Les dessins de l'enfant sont également un média précieux pour comprendre la dynamique de la personnalité. L'enfant projette sur la feuille de papier, son image du corps (lui dans ses relations affectives avec son entourage), ses conflits, ses angoisses, ses désirs, etc. A condition de le décrypter avec pondération et de tenir compte de l'ensemble des éléments contextuels (situation familiale, paramètres liés à l'âge, au sexe, difficultés particulières, culture, etc.) dans lesquels il s'inscrit, il est un véritable langage à partir duquel une interprétation est possible et un échange fructueux peut s'établir. La qualité du graphisme, la façon d'utiliser l'espace, le choix des couleurs, le symbolisme des représentations, l'importance de l'imaginaire ou sa restriction, le réalisme ou au contraire l'aspect fantastique, les proportions de certains éléments, le nombre de détails, la présence ou l'absence d'engrammes clos, de figures humaines, les références au monde minéral, végétal, l'accent porté ou non sur les éléments sensoriels, etc.

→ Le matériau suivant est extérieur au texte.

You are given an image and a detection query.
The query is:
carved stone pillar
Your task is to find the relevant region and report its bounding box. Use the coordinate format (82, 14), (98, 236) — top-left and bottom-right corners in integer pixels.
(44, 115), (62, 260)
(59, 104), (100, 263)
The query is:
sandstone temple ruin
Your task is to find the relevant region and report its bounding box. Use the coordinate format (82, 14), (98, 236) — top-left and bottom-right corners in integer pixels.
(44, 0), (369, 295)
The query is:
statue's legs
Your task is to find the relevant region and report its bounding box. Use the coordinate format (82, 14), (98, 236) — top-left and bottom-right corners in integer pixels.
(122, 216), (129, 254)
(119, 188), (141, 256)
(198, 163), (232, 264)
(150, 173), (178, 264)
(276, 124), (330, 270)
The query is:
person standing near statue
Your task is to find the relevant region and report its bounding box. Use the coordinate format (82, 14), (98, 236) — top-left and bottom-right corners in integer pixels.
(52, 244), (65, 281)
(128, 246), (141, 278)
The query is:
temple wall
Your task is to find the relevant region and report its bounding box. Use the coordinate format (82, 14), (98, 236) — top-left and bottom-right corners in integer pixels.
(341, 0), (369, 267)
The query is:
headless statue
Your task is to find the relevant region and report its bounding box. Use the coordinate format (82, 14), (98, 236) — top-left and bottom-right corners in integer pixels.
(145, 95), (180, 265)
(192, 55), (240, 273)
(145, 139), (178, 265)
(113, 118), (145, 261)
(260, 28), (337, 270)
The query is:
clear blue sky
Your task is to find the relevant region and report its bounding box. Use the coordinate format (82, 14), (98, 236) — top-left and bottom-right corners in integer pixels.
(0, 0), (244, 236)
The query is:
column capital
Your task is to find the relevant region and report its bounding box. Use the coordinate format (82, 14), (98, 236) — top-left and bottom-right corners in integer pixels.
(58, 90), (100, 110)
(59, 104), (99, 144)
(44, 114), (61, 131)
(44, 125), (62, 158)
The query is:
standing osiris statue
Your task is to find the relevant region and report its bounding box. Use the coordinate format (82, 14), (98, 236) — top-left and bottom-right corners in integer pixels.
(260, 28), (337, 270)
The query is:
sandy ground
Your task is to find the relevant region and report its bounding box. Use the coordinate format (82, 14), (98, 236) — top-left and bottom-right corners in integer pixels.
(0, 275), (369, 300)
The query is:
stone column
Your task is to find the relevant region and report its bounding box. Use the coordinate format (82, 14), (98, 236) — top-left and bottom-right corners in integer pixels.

Il faut noter que le dessin n'est jamais une preuve en soi mais bien plutôt un indice, une piste qui peut orienter, faciliter le diagnostic et/ou le travail psychothérapeutique. Il y a donc lieu de le "lire" avec prudence, respect. Dans la mesure où le sujet projette sur le papier son intériorité, la mise en tableau ainsi que le discours qui l'accompagne relèvent du secret professionnel, sauf dans les cas extrêmes où l'intégrité physique et/ou psychologique de l'enfant est en danger.

Le travail avec les marionnettes aide à l'expression des difficultés de l'enfant et à l'intégration des événements qui l'ont marqué dans son histoire de vie. Les marionnettes ont une fonction d'objet médiateur. Ce dernier "a une fonction facilitatrice de l'accès à la transitionnalité" (cf. Vacheret C. & Winnicott) dont l'instauration et la mise en place sont fondamentales pour le travail de la pensée. En effet, à la fois l'enfant dit et à la fois ce n'est pas lui qui dit mais la marionnette. Elle sert de contenant pour des contenus qui ne pourraient sans doute pas être partagés sans cette mise à distance. L'usage de cet objet intermédiaire relance donc le travail du psychisme.

* assimilation : Cette notion introduite par Piaget désigne un mécanisme très général qui permet d'expliquer l'intégration de tout élément nouveau dans les structures mentales de l'individu.
** accommodation : L'accommodation est, selon Piaget, le mécanisme par lequel les schèmes sont modifiés pour les ajuster aux données nouvelles.

Isabelle LEVERT
Psychologue clinicienne
Psychothérapeute
Pernes les Fontaines (84)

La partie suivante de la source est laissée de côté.